Raymond Tallis, “The Freezing Coachman : Some Reflections On Art & Morality”, in Newton’s Sleep (Macmillan, 1995), abridged version in Theorrhoea And After (Macmillan, 1999)
Countless readers, coming upon the words “the freezing coachman”, will think of neither Tolstoy nor Tallis, but of the indefatigable paperbackist Pebblehead. It is well nigh impossible to keep track of the short stories featuring the eponymous frozen hero he taps out on that battered old typewriter of his, pipe packed with scraggy Montenegrin tobacco clamped Simenon-like in his jaws. Unlike Tolstoy’s character, Pebblehead’s freezing coachman remains alive, a ghoulish figure covered in ice, with a reproachful gaze and a booming monotone. In many, but not all stories, he has a Dutch accent.
Pebblehead has been criticised, by the snooty and the hare-brained, for the wild inconsistency of his coachman. In The Freezing Coachman And The Blunkett Cow Attack, for example, he is a sort of mystic cow-whisperer, a gentle and benevolent soul with a heart of gold. Cold gold, but gold nonetheless. In The Freezing Coachman And The Carpets Of Madness, by contrast, he is evil personified, so evil that Beelzebub himself is reduced to a quivering gibbering wreck in his presence. And then of course there is the famous story The Freezing Coachman Goes Rogue, and we all know what happens in that one!

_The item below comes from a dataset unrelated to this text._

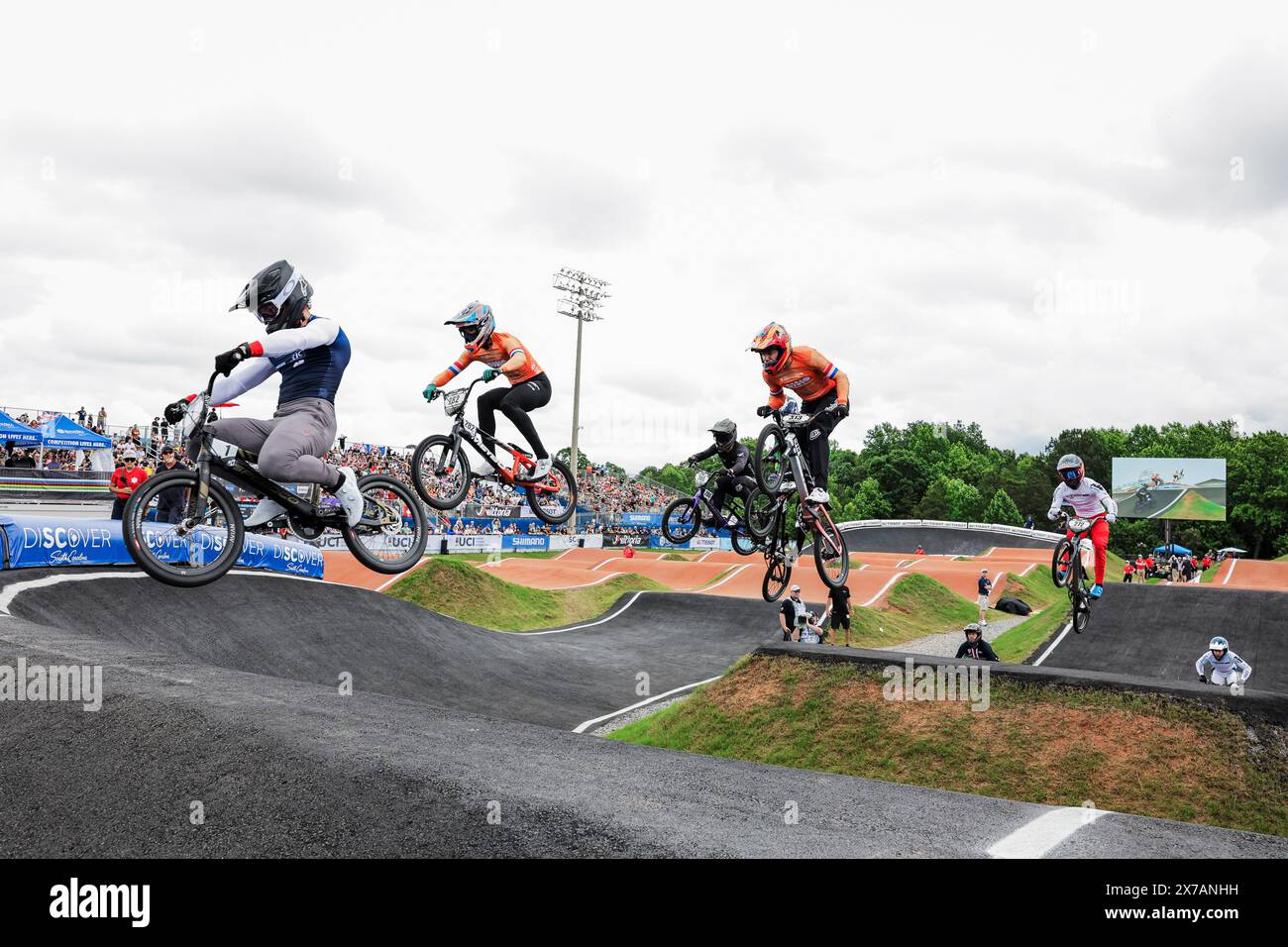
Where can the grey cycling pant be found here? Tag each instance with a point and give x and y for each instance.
(290, 445)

But the variations in his character are as nothing when compared to the bewildering number of guises under which the “coach” of which he has charge appears. It is described, in one Freezing Coachman story or another, as a coach or a carriage or a landau or a landaulette or a britzka or a gig or a trap or a charabanc or a float or a buggy or a hansom or a shandrydan or a post chaise or a brougham or a droshky or a berlin or a wagon or a calash or a jitney or a pony cart or a minibus or a caboose or a caravan or a sleigh or a fiacre or a dray or a jeep or a lorry or a sulky or a cab or a van or a brake or a crate or a taxi or a rattletrap or a sedan chair or a bus or a tin lizzie or a carriole or a curricle or a dustcart or a stanhope or a quadriga or a phaeton or a trolley or a tumbrel or a troika or a saloon or a hearse or a diligence or a bubblecar or a fourgon or a flivver or a clarence or a growler or a conveyance or a roadster or a tilbury or a runabout or a jalopy or a calash or an oxcart or a hackney cab or a tarantass or a black maria or a barouche or a tractor or a tonga or a tank. This may be a case of Pebblehead being slapdash, or playful, or simply not having a clue what he is talking about, given that some of these vehicles can hardly be described as a “coach” by any sensible person.

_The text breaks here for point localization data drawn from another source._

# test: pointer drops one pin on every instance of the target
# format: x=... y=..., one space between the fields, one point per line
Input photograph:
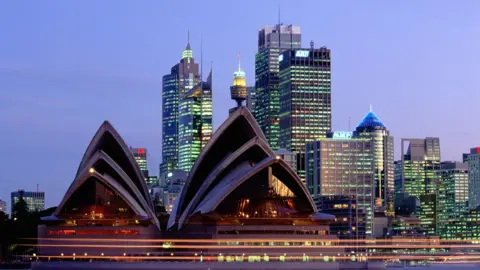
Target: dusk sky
x=65 y=66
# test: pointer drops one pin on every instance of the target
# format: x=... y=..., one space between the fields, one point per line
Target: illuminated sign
x=342 y=135
x=302 y=53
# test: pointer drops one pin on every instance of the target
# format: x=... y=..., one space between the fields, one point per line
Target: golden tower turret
x=238 y=90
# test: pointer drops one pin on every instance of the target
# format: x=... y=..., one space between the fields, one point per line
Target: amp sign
x=342 y=135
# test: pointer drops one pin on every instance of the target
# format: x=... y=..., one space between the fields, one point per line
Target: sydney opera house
x=237 y=190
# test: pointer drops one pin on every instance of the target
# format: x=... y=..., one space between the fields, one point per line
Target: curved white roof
x=236 y=152
x=109 y=160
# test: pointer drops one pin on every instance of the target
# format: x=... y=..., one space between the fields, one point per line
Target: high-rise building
x=182 y=78
x=35 y=200
x=452 y=195
x=419 y=166
x=195 y=123
x=383 y=160
x=473 y=160
x=305 y=100
x=428 y=213
x=3 y=206
x=140 y=155
x=343 y=167
x=251 y=98
x=238 y=91
x=272 y=41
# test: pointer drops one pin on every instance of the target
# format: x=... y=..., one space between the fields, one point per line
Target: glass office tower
x=195 y=123
x=305 y=100
x=140 y=155
x=182 y=78
x=473 y=160
x=452 y=195
x=384 y=169
x=272 y=41
x=420 y=165
x=343 y=167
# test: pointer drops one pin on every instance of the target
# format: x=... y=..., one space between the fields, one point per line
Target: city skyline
x=46 y=75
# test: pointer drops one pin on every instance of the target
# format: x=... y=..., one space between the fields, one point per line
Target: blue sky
x=65 y=66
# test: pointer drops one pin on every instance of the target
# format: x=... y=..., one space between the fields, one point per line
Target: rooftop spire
x=187 y=53
x=188 y=40
x=279 y=21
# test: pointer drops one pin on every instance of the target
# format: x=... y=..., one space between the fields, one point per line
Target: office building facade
x=182 y=78
x=349 y=222
x=195 y=123
x=452 y=195
x=251 y=98
x=35 y=200
x=473 y=161
x=419 y=166
x=289 y=157
x=383 y=160
x=272 y=41
x=140 y=155
x=305 y=100
x=343 y=167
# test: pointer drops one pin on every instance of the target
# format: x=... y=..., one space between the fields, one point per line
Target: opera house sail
x=108 y=197
x=238 y=186
x=237 y=189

The moral of Tolstoy’s tale, that an appreciation of great art does not necessarily make one a good person, is obvious. Equally, nearly all of Pebblehead’s stories have a clear moral point to make. We are told that one should never bury a dog while it is still alive, never accept toffee apples from spooky strangers, always rain curses upon a cow that attacks a blind Member of Parliament, or upon a blind Member of Parliament who attacks a cow, depending on which version of the story you believe, never walk widdershins three times around a kirk, never push a boy scout into a crevasse, don’t count your chickens, eat five portions of fruit and vegetables a day according to government guidelines, never put all your eggs in one basket, always check the accuracy of George Orwell’s daily egg count, always uphold the ineffable majesty of the tinpot king of the land of Gaar, never get too close to the edge of the bottomless viper pit of Shoeburyness, and don’t ever, ever wave a towel in the face of an Ampleforth Jesuit. It is true that sometimes we put aside a Freezing Coachman story feeling that Pebblehead has lectured us rather than entertained us, and some of the lessons we are taught are fit only for five-year-olds, but at their best these tales can be both unforgettable and devastating.

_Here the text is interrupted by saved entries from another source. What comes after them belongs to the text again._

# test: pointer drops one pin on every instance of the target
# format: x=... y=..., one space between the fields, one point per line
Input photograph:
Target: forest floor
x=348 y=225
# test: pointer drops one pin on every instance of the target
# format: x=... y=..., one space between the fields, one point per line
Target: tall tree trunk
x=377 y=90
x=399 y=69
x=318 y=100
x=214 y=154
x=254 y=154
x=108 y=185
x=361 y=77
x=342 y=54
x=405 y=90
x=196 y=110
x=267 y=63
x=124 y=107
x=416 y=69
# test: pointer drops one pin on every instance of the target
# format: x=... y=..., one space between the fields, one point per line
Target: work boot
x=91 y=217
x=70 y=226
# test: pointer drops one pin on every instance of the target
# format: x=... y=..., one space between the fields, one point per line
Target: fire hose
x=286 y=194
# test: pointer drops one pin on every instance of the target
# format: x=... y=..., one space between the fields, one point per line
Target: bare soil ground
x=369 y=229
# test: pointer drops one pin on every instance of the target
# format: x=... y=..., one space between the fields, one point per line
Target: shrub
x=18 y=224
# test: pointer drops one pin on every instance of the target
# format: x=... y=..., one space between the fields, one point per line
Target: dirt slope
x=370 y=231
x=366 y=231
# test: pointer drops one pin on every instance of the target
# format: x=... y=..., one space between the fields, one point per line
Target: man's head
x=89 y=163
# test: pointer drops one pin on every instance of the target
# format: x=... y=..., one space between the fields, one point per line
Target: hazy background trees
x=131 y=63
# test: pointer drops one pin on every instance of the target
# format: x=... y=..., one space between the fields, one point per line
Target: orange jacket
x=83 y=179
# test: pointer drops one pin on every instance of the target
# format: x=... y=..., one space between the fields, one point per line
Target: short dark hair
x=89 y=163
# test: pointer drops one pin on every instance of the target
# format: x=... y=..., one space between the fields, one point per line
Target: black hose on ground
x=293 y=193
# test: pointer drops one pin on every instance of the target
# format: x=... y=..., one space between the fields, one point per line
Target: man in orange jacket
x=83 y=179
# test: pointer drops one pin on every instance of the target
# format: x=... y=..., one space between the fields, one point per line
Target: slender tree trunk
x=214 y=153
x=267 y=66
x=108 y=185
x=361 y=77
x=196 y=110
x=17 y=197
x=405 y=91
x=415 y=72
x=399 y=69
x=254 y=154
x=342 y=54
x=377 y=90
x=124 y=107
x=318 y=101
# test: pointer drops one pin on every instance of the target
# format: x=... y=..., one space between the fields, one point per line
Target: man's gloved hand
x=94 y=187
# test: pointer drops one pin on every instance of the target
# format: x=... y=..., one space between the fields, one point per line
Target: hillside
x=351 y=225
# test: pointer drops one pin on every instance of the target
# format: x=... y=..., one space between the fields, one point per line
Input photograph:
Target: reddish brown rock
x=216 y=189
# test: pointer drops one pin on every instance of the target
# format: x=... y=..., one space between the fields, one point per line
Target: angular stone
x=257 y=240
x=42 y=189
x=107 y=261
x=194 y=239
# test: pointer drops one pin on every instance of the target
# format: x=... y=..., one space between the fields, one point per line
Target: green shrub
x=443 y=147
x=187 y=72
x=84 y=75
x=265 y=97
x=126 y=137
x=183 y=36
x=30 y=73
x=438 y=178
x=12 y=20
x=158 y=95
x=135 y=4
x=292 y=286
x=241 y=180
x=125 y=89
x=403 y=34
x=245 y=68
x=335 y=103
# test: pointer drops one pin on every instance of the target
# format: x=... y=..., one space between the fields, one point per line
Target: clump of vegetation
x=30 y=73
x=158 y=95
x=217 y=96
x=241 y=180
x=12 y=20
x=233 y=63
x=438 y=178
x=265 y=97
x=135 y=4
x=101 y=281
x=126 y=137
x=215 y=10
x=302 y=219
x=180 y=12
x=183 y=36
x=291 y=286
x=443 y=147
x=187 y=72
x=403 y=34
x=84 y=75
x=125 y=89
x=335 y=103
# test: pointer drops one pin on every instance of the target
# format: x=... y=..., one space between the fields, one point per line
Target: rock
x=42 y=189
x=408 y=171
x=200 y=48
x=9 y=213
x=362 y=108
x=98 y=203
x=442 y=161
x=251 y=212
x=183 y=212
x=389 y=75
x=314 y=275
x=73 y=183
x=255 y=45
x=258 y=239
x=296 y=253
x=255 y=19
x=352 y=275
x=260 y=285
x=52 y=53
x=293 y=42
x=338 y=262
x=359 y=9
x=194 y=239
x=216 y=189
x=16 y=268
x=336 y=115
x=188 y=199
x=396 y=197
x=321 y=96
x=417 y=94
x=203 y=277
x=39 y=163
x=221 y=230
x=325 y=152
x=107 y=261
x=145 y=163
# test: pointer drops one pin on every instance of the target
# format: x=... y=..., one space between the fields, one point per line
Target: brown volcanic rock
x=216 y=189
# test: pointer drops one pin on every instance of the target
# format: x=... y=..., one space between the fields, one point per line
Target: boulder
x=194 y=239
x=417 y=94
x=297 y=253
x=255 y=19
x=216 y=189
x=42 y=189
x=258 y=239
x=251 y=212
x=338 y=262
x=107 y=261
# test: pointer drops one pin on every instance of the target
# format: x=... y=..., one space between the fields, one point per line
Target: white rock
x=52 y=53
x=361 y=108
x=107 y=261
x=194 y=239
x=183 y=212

I am thinking, for example, of The Freezing Coachman Sorts The Abstract Expressionist Wheat From The Chaff, a thinly-disguised and blistering attack upon the adolescent cod-mystic witterings of Barnett Newman, who tried to imbue his big flat boring daubs with universal and eternal significance. There is an irresistible urge to clap with glee when, in the final paragraph, the Freezing Coachman steps out of his cabriolet and upturns a pot of emulsion over the head of the ludicrous painter “Bennett Nerman”, before beating him with a spade, poking him with a stick, and tying him fast to railway tracks upon which the 4.45 non-stop express to Uttoxeter is due to thunder within the next couple of minutes.
It may well be the finest of all the Freezing Coachman stories, but do not take my word for it. Read every single one of them, the brilliant and the witless, and make up your own mind.